Here be good dragons – PropTech captures the popular imagination

By all accounts, the manic recent publicity around the hotly emerging PropTech sector is the ‘tipping point’ we’ve all been waiting for in the industry.

Let’s be honest, when a technology niche gets its own Dragon’s Den-style events (the recent PropTech Den and PropTech Innovation Challenge), it is going places. We’ve also seen the first academic study of the PropTech industry (by Oxford University), and even Andy Murray is in on the act with a growth PropTech investment portfolio.

Yes, I think it’s fair to say PropTech has arrived.

Class of 2016
It hasn’t always been like that. Reports point to 2016 as a watershed year, when global PropTech investment in the first three quarters ($2.1 billion) exceeded the total investment figure for 2015 ($1.7 billion). Whereas companies had been finding it tough to hire talent before, the buzz and momentum of 2016 showed more people suddenly understood the scale of the opportunity.

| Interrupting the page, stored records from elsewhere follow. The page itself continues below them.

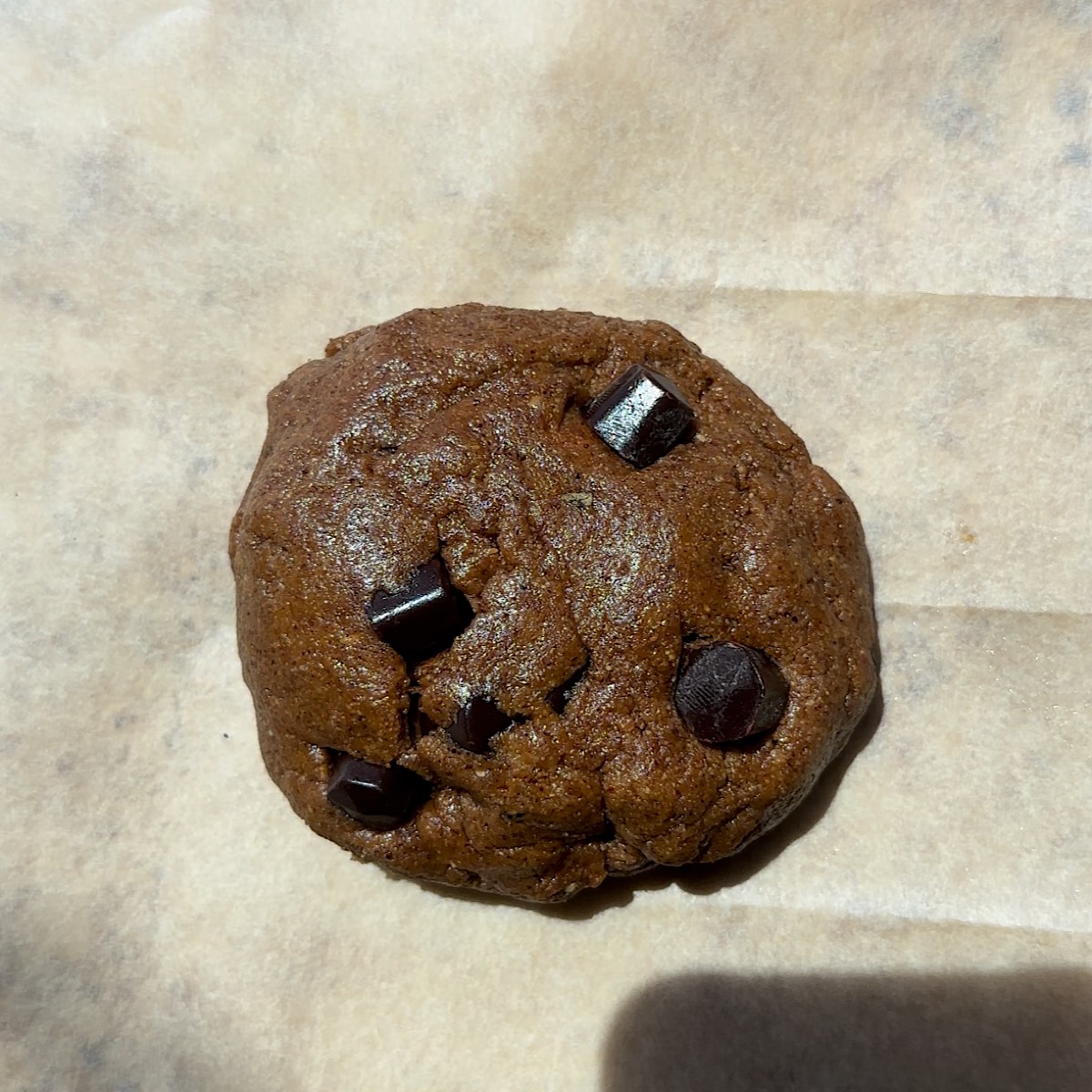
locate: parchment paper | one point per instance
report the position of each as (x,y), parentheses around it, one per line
(834,200)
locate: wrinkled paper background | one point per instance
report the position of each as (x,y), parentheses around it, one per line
(877,213)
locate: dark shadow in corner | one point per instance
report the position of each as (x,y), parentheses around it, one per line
(884,1033)
(704,879)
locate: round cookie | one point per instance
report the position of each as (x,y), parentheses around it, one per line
(527,600)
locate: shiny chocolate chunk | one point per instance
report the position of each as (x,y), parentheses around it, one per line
(642,416)
(424,616)
(478,722)
(729,692)
(380,797)
(558,698)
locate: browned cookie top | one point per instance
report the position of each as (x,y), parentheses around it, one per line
(571,631)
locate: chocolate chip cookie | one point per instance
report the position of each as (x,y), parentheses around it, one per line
(531,599)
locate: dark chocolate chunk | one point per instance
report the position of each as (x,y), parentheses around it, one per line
(380,797)
(424,616)
(642,416)
(478,722)
(729,692)
(558,698)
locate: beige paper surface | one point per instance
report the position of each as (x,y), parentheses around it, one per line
(195,197)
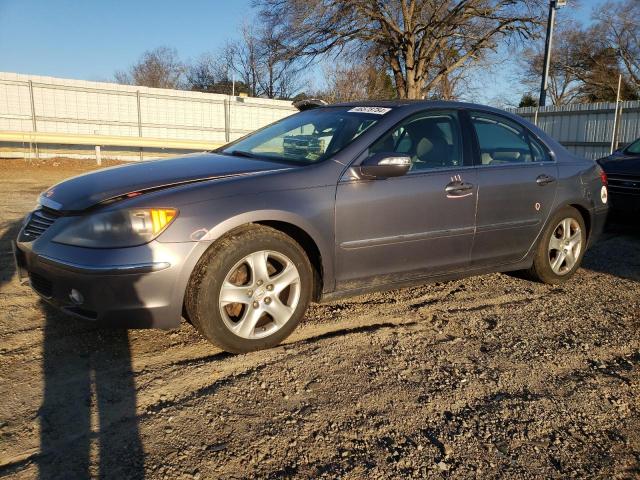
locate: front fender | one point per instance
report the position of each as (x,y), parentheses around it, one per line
(308,209)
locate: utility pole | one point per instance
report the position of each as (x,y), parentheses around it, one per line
(553,6)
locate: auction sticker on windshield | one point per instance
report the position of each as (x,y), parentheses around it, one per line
(375,110)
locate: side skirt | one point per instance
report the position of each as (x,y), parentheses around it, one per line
(444,277)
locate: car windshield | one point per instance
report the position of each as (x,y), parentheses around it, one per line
(634,147)
(308,137)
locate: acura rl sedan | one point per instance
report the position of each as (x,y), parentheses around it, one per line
(330,202)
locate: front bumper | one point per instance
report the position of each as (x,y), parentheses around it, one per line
(137,287)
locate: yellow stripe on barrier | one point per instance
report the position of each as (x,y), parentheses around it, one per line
(106,140)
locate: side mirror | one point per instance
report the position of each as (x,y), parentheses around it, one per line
(385,165)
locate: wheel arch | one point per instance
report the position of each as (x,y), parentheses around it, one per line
(318,251)
(586,217)
(308,244)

One of the most famous graduates of Proptech’s Class of 2016 is hybrid estate agency Purplebricks. Mixing online and offline elements, Purplebricks uses the Web and ‘gig economy’ principles made famous by Airbnb to opt out of expensive offices and instead hire local freelance property experts to advise buyers and sellers.

What is PropTech?
But what is PropTech really? Convenience apps? Listing websites? Online estate agency services? Yes, it’s all these and more. But look deeper and you’ll see that PropTech is not just a loose moniker for any technology-delivered service, whether new or replacing/augmenting a physical service. What these companies have in common are two important things:

– Firstly, PropTech companies are usually start-ups – if not exactly born yesterday, then in the sense of being technology ‘natives’. Purplebricks may be a hybrid, but it started out that way. It’s certainly possible to convert or enhance your real-world service into a tech-enabled one, but various examples have shown that embarking on a digital transformation journey either requires invasive surgery or singular focus, in which the new business either takes over ‘the old one’ (not easy) or develops separately from the old one, either in the form of a partnership with the old business or as a ring-fenced innovation arm.
– Secondly, PropTech companies are fleet of foot. The well-documented special powers of technology enable them to reinvent business processes and even nullify existing business models, and to do so quickly and cheaply as overnight market entrants.

For example, there’s the service that puts mortgage advisory services online and opens it up to consumers. ‘Pure play’ online and hybrid agencies have taken the game to the big listings websites and high street agents. And Airbnb has taken a lot of private letting stock out of the market.

Opportunity, not threat
But despite being viewed solely as a threat by many, PropTech can be a force for good in the industry. For example, many PropTech companies help estate agencies attain efficiencies and grow their businesses through automation of their business processes.

One such provider offers a bank-integrated financial accounts environment, automating agencies’ bulk payments and providing real-time bank-grade statements and dashboard views of debtors’ and creditors’ paid-up status. This replaces a host of time-consuming, resource-intensive, paper-based and even location-specific processes in the form of banking, accounting and property management tasks.

Ultimately, PropTech automation is an unstoppable force that should be embraced to free you up from the admin and inefficiencies of the old ways, so you can grow your business without throwing extra resources at it.